Without seeing the exact error you're hitting, the most common culprits with google/gemma-3-27b-it on vLLM are: (1) vLLM version mismatch — Gemma 3 support landed in vLLM 0.4.x but there were several rough edges around the multimodal architecture that got patched in subsequent releases, so make sure you're on at least 0.4.3+; (2) the model uses a slightly different attention pattern than Gemma 2, and some older vLLM builds fall back incorrectly or fail silently on the sliding window attention config. Run with --enforce-eager as a quick diagnostic to rule out CUDA graph compilation issues.
Also worth checking: Gemma 3 27B expects the chat template to be applied correctly. If you're hitting garbled outputs rather than an outright crash, the issue is often that the tokenizer's apply_chat_template isn't being invoked, or the <start_of_turn> / <end_of_turn> tokens aren't being handled. Pass --chat-template explicitly pointing to the template from the model repo, or verify your serving layer is calling tokenizer.apply_chat_template(messages, tokenize=False, add_generation_prompt=True) before encoding.
If you can paste the actual traceback or error output, that would narrow this down significantly.

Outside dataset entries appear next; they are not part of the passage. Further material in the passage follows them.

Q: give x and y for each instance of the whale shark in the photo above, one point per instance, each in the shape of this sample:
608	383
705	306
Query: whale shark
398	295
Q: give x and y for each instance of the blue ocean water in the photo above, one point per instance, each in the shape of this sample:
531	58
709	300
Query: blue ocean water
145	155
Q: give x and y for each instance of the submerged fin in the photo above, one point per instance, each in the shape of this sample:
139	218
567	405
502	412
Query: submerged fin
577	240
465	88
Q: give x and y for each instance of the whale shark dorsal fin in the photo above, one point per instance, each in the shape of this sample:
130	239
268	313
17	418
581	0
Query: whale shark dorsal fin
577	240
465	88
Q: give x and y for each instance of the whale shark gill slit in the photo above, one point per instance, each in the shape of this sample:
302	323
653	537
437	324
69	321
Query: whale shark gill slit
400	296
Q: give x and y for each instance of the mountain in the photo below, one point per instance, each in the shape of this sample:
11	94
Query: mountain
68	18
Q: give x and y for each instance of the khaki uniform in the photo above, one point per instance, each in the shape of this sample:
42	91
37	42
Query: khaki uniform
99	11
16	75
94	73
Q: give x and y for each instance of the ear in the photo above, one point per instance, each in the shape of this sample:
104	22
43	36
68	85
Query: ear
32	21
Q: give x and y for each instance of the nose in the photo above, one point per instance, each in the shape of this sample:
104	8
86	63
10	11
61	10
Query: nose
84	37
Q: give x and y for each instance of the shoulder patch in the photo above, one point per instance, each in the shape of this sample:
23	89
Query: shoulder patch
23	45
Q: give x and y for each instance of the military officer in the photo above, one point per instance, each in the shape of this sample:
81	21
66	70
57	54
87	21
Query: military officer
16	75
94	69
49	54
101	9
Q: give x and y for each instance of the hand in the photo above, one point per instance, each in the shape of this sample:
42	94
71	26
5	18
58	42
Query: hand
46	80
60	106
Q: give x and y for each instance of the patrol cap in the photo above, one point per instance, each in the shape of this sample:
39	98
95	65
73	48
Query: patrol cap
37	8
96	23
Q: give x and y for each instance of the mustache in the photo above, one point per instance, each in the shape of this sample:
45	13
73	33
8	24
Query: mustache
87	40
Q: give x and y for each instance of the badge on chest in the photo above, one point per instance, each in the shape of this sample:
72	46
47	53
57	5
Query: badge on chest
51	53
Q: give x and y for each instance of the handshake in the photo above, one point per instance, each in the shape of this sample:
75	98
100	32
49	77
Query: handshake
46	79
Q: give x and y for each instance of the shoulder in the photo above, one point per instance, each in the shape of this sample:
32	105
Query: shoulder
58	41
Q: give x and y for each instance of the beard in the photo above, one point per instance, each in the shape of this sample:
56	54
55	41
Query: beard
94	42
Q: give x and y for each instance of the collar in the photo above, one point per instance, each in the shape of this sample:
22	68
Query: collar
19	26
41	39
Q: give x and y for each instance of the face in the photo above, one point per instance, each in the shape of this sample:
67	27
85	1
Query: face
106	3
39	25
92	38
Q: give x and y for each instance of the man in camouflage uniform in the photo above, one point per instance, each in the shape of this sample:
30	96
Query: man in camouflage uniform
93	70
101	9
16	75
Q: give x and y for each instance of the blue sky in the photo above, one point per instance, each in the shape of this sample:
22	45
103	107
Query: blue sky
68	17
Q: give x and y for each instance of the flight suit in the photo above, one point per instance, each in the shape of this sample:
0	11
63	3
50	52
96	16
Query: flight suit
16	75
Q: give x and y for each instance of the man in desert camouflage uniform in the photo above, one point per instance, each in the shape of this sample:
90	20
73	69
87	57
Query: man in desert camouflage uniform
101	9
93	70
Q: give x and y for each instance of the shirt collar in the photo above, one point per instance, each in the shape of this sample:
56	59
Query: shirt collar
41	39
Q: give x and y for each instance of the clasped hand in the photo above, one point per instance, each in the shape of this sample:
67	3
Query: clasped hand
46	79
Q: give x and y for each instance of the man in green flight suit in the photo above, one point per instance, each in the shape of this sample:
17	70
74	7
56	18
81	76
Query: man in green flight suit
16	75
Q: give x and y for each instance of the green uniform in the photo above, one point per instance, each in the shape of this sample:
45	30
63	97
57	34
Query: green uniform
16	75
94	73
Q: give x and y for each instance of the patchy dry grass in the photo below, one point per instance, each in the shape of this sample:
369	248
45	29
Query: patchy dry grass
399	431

One thing I'd also flag: if you're running this model inside an agent pipeline where multiple callers are hitting the vLLM endpoint concurrently, make sure your request batching isn't silently dropping the system prompt across turns — this is a subtle issue we've run into at AgentGraph when verifying that agent-generated completions are actually conditioned on the right context. The google/gemma-3-27b-it model is fairly sensitive to prompt structure compared to instruction-tuned variants from other families.

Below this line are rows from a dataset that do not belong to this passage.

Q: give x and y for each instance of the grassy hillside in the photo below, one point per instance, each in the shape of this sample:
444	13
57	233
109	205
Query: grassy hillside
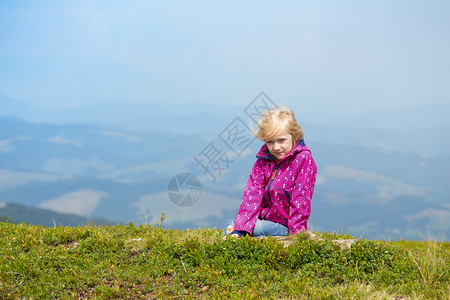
134	262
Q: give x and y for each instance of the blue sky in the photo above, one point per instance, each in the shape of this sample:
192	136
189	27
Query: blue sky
339	55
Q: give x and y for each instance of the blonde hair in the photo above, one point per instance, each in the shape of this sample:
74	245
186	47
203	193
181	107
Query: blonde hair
276	120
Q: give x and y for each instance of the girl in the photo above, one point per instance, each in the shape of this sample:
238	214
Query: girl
277	197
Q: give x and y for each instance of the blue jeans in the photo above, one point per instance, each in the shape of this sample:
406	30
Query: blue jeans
266	228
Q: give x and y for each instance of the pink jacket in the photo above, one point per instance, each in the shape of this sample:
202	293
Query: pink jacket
280	191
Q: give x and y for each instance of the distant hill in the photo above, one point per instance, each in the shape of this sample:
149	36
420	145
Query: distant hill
17	213
123	175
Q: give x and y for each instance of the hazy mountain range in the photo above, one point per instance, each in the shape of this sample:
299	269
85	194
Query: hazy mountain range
115	163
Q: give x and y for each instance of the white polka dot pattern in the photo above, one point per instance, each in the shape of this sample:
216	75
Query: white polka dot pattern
279	191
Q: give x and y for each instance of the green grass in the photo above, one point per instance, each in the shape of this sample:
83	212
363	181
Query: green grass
141	262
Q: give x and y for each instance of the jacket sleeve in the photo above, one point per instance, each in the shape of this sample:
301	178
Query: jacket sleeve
300	206
251	200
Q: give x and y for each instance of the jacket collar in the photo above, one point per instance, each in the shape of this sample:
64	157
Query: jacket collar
265	154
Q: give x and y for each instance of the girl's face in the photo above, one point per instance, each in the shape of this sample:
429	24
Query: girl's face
280	145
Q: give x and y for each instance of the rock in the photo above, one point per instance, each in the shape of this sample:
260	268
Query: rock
289	240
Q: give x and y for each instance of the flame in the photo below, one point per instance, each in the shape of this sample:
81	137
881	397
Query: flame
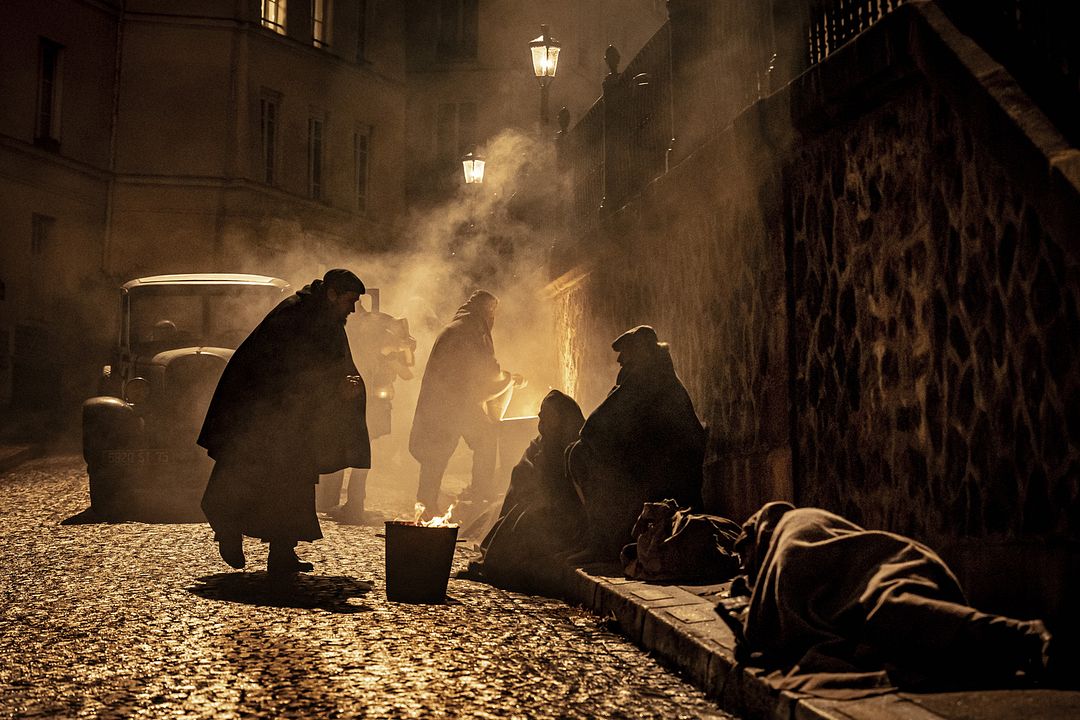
439	521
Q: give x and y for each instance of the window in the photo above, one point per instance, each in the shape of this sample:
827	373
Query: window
273	15
321	23
41	230
458	28
268	124
361	29
315	158
362	150
48	131
455	131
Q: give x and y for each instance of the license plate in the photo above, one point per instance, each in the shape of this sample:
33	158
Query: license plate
137	457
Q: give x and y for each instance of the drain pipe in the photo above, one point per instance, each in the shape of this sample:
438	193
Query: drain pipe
109	198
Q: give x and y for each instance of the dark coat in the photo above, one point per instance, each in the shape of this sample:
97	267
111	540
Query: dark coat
646	435
541	515
841	611
461	375
279	396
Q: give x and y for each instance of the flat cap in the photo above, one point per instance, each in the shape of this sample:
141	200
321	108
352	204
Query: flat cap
643	335
343	281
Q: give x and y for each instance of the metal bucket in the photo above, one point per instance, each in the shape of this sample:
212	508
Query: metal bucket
418	561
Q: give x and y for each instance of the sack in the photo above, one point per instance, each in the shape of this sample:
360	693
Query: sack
675	544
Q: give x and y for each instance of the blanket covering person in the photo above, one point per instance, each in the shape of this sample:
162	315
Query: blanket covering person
280	417
672	544
541	515
845	612
643	444
461	375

Good timing on this thread — vLLM support for google/gemma-3-27b-it has been a bit bumpy because of the interleaved attention pattern Gemma 3 uses (mixing local sliding window attention with global attention layers). Older vLLM versions don't handle this correctly and will either silently produce garbage output or crash during CUDA graph capture. You'll want to be on at least vLLM 0.4.2+ and verify that the config.json in the repo has "model_type": "gemma3" — earlier checkpoints were sometimes tagged as gemma2 which causes the wrong attention implementation to load.

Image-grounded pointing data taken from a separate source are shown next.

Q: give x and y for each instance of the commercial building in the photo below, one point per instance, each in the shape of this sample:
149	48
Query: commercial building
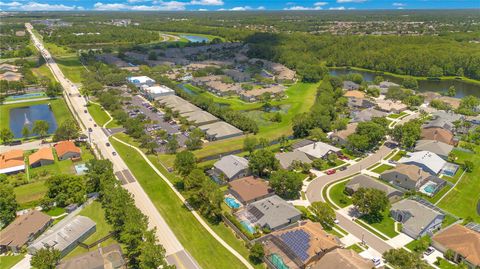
65	236
417	219
23	230
249	189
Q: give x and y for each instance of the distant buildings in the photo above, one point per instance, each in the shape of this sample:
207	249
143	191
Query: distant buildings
417	219
65	236
12	162
23	230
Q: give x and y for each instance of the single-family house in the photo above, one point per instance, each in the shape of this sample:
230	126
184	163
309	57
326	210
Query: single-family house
340	137
12	162
67	150
299	246
417	219
41	157
343	258
272	213
364	181
439	134
406	176
65	236
286	159
109	257
220	130
464	242
350	86
426	160
231	167
23	230
319	150
250	189
437	147
138	81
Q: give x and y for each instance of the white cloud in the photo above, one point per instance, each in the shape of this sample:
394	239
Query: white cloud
303	8
351	1
34	6
10	4
207	2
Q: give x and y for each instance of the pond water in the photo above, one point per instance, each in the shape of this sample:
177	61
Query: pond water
463	88
195	38
28	115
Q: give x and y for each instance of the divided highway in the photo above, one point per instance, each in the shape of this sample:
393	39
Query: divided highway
175	252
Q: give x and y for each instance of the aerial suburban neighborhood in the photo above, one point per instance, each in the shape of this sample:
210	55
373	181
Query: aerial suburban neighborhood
209	134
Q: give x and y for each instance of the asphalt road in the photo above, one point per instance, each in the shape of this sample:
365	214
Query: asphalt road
175	252
314	190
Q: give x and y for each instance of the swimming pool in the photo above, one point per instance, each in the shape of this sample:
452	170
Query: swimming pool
248	226
232	203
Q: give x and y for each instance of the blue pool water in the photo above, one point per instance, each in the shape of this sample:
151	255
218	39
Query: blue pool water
231	202
248	226
195	38
27	115
430	188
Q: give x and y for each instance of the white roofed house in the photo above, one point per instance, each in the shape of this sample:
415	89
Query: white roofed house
318	150
428	161
141	80
231	167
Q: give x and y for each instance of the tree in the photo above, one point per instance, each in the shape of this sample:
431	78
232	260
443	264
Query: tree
323	214
8	204
45	258
263	162
185	162
68	130
172	144
152	255
25	131
286	184
6	135
371	202
402	259
40	127
451	91
256	253
249	144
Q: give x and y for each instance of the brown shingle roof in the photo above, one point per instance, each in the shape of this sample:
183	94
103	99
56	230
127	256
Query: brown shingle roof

A few concrete things to check: first, make sure you're passing --trust-remote-code if your vLLM version requires it for this architecture. Second, if you're hitting OOM on a single GPU, the 27B model at bf16 needs ~54GB VRAM, so tensor parallelism across multiple GPUs (--tensor-parallel-size 2 on 2x A100 80GB, for example) is usually necessary. Third, the tokenizer for gemma-3-27b-it uses a different special token layout than Gemma 2, specifically around the <start_of_turn> / <end_of_turn> chat template — if you're constructing prompts manually rather than using apply_chat_template, the model will behave erratically because instruction fine-tuning depends heavily on those boundary tokens being correct.
If you can share the exact error output (stack trace or the specific CUDA/Python exception), that would narrow it down significantly. The failure modes for this model in vLLM tend to cluster around three root causes: wrong architecture class being loaded, attention backend incompatibility, or malformed chat formatting — and each has a distinct error signature.